Here, Judge McFadden concluded, none of the groups showed that “any of their individual members would independently have standing to challenge the” IFR.

Because the groups failed to demonstrate a “’substantial likelihood’ of standing”, the judge denied their motion to stay the effective date of the IFR and a preliminary injunction.

D.C. Circuit Court’s Per Curiam Order

On April 28, the CHIRLA plaintiffs filed a notice of appeal of Judge McFadden’s order with the D.C. Circuit, and on May 2, they filed a Motion for Stay or, in the Alternative, Injunction Pending Appeal of his order.

Not surprisingly, they disagreed with Judge McFadden’s standing conclusions, arguing that each of them has organizational standing (and that CHIRLA had associational standing to boot) in the course of ultimately asserting that they would face “irreparable harm” if the IFR were to remain in effect.

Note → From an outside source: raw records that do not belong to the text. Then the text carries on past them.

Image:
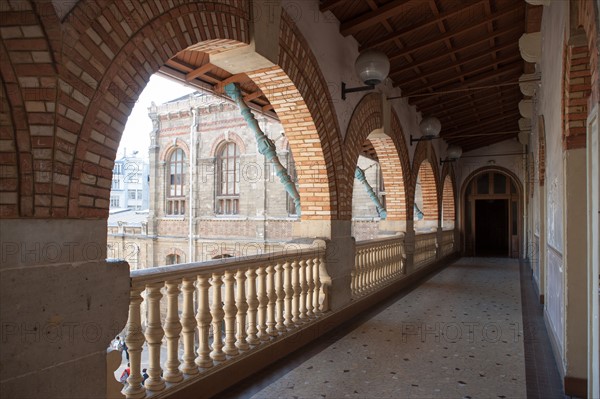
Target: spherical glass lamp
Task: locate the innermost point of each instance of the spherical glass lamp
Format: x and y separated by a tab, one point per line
453	152
430	127
372	67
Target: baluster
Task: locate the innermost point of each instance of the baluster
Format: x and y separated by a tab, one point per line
324	304
296	287
354	275
230	315
361	271
204	319
311	289
217	312
172	331
280	308
252	308
303	291
272	295
263	300
372	265
242	306
135	341
154	334
289	293
189	326
317	292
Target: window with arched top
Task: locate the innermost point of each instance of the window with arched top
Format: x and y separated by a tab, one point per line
172	259
228	179
176	183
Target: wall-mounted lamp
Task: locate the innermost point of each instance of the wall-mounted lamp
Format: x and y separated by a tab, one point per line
430	128
372	67
452	154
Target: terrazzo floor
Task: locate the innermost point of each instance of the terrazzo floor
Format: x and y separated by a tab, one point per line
457	335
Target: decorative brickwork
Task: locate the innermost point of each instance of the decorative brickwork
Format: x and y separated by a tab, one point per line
71	84
448	192
425	167
391	152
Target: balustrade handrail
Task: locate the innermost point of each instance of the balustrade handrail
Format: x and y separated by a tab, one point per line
174	272
377	241
424	236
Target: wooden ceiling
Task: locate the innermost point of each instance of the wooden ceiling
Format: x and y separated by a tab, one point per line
457	60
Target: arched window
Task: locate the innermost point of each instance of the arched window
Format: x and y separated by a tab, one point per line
228	179
175	191
173	259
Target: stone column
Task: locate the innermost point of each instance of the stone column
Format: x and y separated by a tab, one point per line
575	261
64	305
339	255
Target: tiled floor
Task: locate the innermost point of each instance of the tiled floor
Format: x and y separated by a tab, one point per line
457	335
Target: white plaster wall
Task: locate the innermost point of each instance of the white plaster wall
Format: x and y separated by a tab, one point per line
548	104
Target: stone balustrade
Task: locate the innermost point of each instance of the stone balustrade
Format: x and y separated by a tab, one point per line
377	262
216	311
188	320
426	246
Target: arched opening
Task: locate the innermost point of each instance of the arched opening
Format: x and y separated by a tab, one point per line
380	152
492	215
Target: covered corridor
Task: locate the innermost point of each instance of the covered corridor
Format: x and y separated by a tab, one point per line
473	329
477	111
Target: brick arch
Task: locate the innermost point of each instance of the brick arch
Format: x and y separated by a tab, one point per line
580	79
305	109
391	152
168	150
448	192
425	168
119	69
28	104
231	136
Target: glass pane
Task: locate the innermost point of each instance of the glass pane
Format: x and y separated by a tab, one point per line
468	218
515	218
483	184
499	183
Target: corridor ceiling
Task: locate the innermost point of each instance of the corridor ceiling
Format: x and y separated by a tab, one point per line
458	60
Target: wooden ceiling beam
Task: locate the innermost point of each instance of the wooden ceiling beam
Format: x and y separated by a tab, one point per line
477	127
416	27
483	142
459	63
374	17
430	42
455	50
510	69
443	112
469	116
199	71
330	4
459	100
437	84
238	77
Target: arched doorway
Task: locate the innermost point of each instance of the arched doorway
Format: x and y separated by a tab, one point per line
492	214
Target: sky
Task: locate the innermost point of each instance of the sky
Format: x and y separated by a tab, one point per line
136	136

On August 12, a three-judge panel of the D.C. Circuit issued a brief per curiam order (unsigned but issued for the panel as a whole) denying plaintiffs’ motions for a stay or injunction pending appeal and allowing the IFR to proceed for now.

Simply put, the circuit panel concluded that the plaintiffs “have not satisfied the stringent requirements for an injunction pending appeal”, but the panel did order expedited consideration of the case.

Note that this wasn’t what most would think of as a “pro-Trump” panel. Judge Karen LeCraft Henderson has been on the circuit court since she was appointed by President George H.W. Bush in 1990, Judge Robert L. Wilkins was a 2014 appointee of President Obama, and President Biden nominated Judge Bradley Garcia, who was confirmed in May 2023.

* * *

The American people have a right to know who’s in their country. Yet illogically, for 80 years only aliens here legally were required to register with the government. Now that DHS is forcing those here illegally to register, too, any aliens who don’t want to disclose their identities are free to leave — which is at least one point of the whole exercise.